Democrats Are Resurfacing a Gun Control Bill That Contains an Anti-Immigrant Amendment

H.R. 8 would expand background checks — but mandate gunsellers notify ICE when an undocumented immigrant tries to purchase a gun.

LOUISVILLE, KY - AUGUST 06: Activists participate in a moment of silence while demonstrating outside the office of U.S. Senate Majority Leader Mitch McConnell (R-KY) on August 6, 2019 in Louisville, Kentucky. Protestors from Kentucky March For Our Lives held a candlelight vigil and called on McConnell to pass legislation expanding background checks for firearms purchases in the wake of shootings in El Paso, Texas and Dayton, Ohio. (Photo by Luke Sharrett/Getty Images)
Gun control activists demonstrate outside the office of U.S. Senate Majority Leader Mitch McConnell in Louisville, Ky., on Aug. 6, 2019. Photo: Luke Sharrett/Getty Images

This weekend, there were back-to-back mass shootings in El Paso, Texas, and Dayton, Ohio. The accused shooter in El Paso, who appears to have published an anti-immigrant manifesto on 8chan declaring the attack a response to a “Hispanic invasion,” killed at least 22 people and injured dozens more at a Walmart in what seems to be the worst anti-Latino attack in the country’s history. On Monday, in light of these massacres, House Democrats called on Senate Majority Leader Mitch McConnell to take up their gun control bill. Tucked into the bill, however, is an anti-immigrant amendment promoting deportation that Republicans, with help from more than two dozen centrist Democrats, pushed in a last-minute maneuver.

H.R. 8, also known as the Bipartisan Background Checks Act of 2019, would expand background checks for all firearms sales, including gun shows and online — though it does make exceptions for situations involving law enforcement or a family member giving a firearm as a gift. The legislation, which the House passed in late February but McConnell has stalled ever since, was the first major piece of gun control legislation the chamber has passed in over two decades.

Democratic lawmakers in both chambers have been urging McConnell to end the Senate’s August recess for a gun control vote. “Mitch McConnell should bring the Senate back into session immediately to pass HR 8, the gun safety bill that has already passed the House. That’s a first step to addressing our serious gun violence epidemic,” presidential candidate Sen. Bernie Sanders tweeted. Ohio Sen. Sherrod Brown, Senate Minority Leader Chuck Schumer, and California Rep. Ted Lieu have also called on McConnell to bring the measure to a vote.

But Democrats are ignoring the anti-immigrant rider in their renewed effort to pass this gun reform measure. Just before the bill went to a vote, Rep. Doug Collins, R-Ga., forced an amendment through — using a maneuver known as “a motion to recommit” — that would require a gunseller to notify U.S. Immigration and Customs Enforcement when an undocumented immigrant tries to purchase a gun. While only 26 Democrats voted in favor of the amendment to empower ICE, the final version of the bill passed 240-190, with only two Democrats voting against it.

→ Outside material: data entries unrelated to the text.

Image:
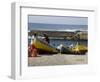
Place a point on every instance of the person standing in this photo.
(46, 38)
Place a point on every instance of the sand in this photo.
(57, 59)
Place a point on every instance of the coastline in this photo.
(57, 59)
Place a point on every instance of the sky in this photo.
(58, 23)
(58, 20)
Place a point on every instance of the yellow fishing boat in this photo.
(79, 49)
(44, 47)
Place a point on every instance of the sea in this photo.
(56, 42)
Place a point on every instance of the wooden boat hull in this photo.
(65, 50)
(44, 47)
(79, 49)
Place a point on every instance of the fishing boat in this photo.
(64, 49)
(44, 47)
(79, 49)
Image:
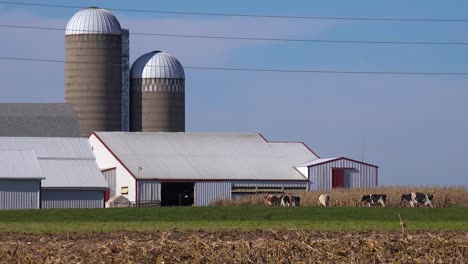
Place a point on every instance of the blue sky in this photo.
(414, 127)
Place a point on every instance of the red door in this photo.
(106, 195)
(337, 178)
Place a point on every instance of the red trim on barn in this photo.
(121, 163)
(108, 169)
(223, 180)
(377, 177)
(264, 138)
(328, 161)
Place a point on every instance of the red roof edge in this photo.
(113, 154)
(108, 169)
(264, 138)
(301, 142)
(357, 161)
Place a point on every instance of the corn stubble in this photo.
(443, 196)
(282, 246)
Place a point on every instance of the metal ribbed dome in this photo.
(155, 65)
(93, 20)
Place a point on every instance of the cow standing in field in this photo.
(324, 199)
(271, 199)
(295, 200)
(374, 199)
(416, 198)
(284, 200)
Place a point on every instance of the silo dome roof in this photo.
(155, 65)
(93, 20)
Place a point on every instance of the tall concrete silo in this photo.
(157, 94)
(93, 70)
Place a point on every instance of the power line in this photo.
(262, 69)
(390, 19)
(255, 39)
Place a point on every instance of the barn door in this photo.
(337, 178)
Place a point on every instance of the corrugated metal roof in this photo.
(38, 120)
(19, 164)
(50, 147)
(93, 20)
(65, 162)
(155, 65)
(234, 156)
(320, 161)
(82, 174)
(315, 162)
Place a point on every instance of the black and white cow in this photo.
(416, 198)
(271, 199)
(324, 200)
(284, 200)
(295, 200)
(374, 199)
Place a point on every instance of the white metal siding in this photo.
(72, 198)
(149, 190)
(360, 177)
(19, 194)
(105, 159)
(269, 184)
(208, 192)
(110, 177)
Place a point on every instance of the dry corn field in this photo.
(283, 246)
(443, 196)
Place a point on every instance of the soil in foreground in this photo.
(273, 246)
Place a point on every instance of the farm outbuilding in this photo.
(72, 177)
(197, 168)
(38, 120)
(20, 180)
(325, 174)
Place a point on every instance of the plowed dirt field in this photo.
(261, 246)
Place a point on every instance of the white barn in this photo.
(72, 176)
(197, 168)
(20, 180)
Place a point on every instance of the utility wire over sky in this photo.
(259, 69)
(338, 41)
(394, 19)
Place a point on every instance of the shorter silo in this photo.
(157, 94)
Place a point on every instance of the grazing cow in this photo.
(416, 198)
(295, 200)
(374, 199)
(284, 200)
(271, 199)
(324, 199)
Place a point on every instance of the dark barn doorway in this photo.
(338, 180)
(177, 193)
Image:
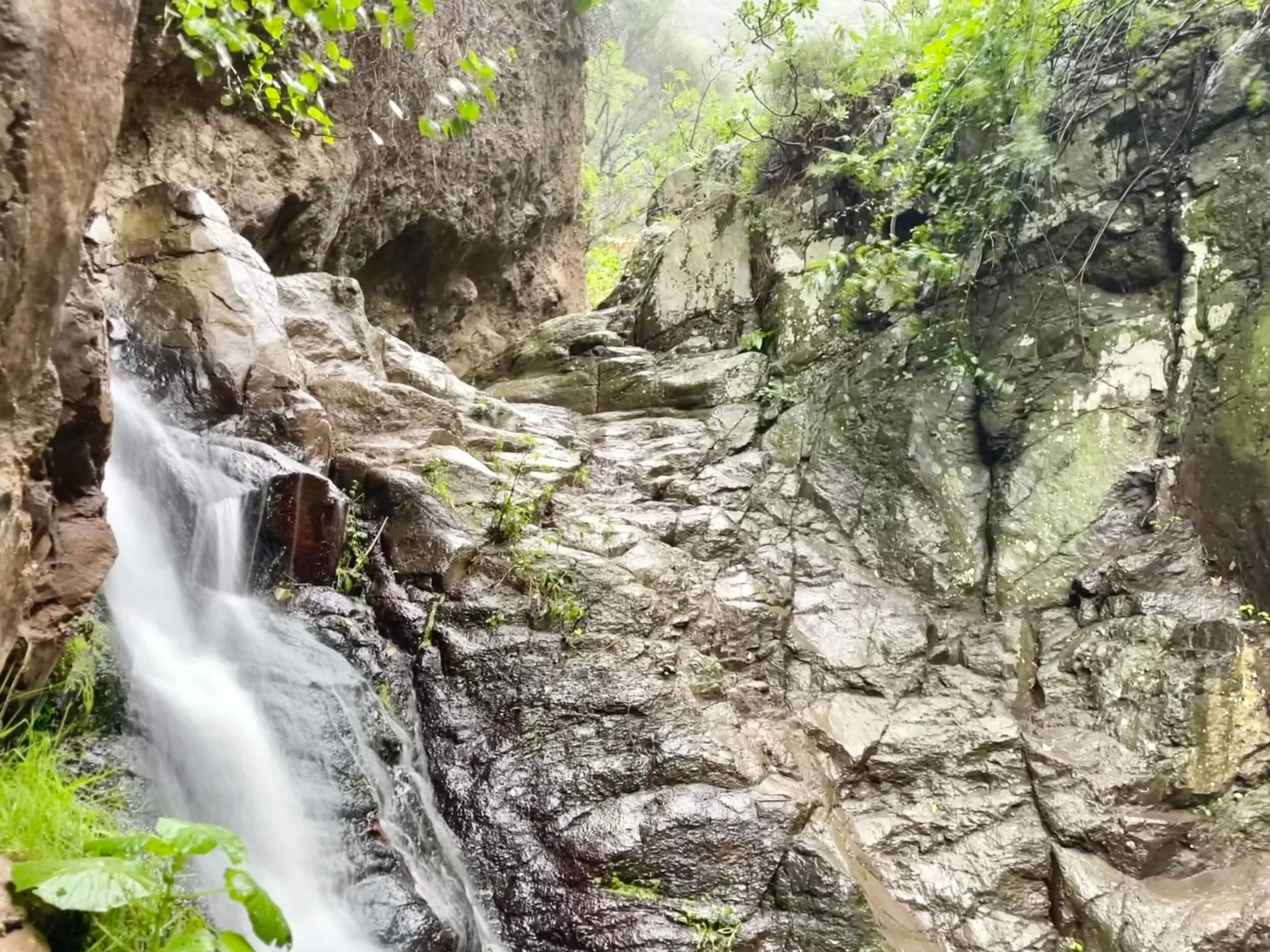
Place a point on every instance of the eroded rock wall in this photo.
(459, 246)
(61, 92)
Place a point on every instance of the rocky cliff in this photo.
(945, 632)
(61, 70)
(458, 245)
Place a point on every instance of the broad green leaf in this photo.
(201, 838)
(233, 942)
(192, 938)
(267, 919)
(93, 885)
(129, 844)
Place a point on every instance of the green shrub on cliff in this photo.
(277, 56)
(941, 121)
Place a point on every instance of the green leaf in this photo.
(233, 942)
(201, 838)
(129, 844)
(93, 885)
(267, 919)
(192, 938)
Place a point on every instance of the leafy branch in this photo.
(278, 56)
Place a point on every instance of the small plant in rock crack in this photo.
(351, 572)
(1254, 615)
(431, 625)
(647, 890)
(515, 513)
(145, 872)
(715, 928)
(351, 577)
(438, 484)
(549, 589)
(753, 340)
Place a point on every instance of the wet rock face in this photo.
(460, 246)
(61, 77)
(903, 638)
(300, 535)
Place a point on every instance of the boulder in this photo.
(201, 305)
(422, 537)
(301, 520)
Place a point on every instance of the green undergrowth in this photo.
(87, 881)
(648, 892)
(714, 928)
(943, 125)
(550, 589)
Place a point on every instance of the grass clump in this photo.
(550, 592)
(715, 930)
(648, 890)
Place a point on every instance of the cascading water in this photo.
(245, 716)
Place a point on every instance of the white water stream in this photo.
(245, 716)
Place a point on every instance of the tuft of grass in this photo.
(715, 930)
(649, 890)
(45, 811)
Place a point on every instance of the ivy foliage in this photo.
(654, 102)
(944, 120)
(278, 56)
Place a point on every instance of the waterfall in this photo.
(245, 717)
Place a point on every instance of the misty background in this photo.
(707, 21)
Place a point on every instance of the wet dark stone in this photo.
(301, 520)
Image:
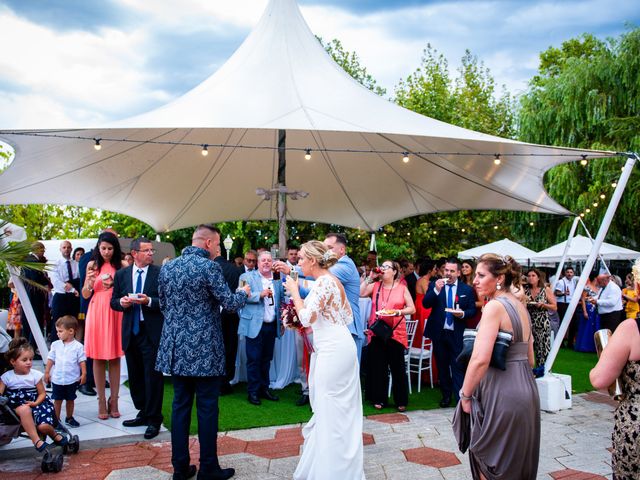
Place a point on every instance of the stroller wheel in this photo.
(45, 464)
(74, 444)
(56, 465)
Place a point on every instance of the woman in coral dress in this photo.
(103, 331)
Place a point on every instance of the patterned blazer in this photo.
(191, 290)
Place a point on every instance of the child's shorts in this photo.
(64, 392)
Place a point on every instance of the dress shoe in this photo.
(269, 396)
(87, 390)
(151, 432)
(221, 474)
(186, 474)
(135, 422)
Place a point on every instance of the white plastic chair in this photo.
(420, 360)
(411, 332)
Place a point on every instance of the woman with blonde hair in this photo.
(333, 437)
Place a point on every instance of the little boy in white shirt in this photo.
(68, 361)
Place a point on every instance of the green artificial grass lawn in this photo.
(236, 413)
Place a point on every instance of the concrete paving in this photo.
(419, 444)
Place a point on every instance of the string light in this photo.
(275, 147)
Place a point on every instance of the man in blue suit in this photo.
(260, 325)
(445, 328)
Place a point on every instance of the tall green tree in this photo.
(587, 95)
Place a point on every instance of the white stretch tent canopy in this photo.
(579, 251)
(150, 166)
(520, 253)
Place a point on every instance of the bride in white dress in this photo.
(333, 437)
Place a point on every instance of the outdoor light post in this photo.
(228, 243)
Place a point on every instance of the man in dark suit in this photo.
(445, 328)
(141, 329)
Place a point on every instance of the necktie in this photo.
(69, 271)
(137, 308)
(449, 315)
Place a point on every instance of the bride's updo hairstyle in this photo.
(320, 252)
(507, 266)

“What we are simply saying is that, if you have someone who is a criminal who came into our country illegally — criminal time number one — if they then try to buy or purchase a firearm which they are unable to do, that is the second strike as a criminal, and what we are simply saying is, if they do that, they will be reported to ICE,” Collins said on the floor.

“Now, which members in this body are opposed to notifying law enforcement when a person prohibited from purchasing a firearm attempts to do so? Are we against that? No. I believe my friends across the aisle are not. I have heard it all day: We don’t want criminals to have firearms.”

“The amendment is really a sad and shameful distraction that plays into these white supremacist narratives around immigrants at the worst possible time.”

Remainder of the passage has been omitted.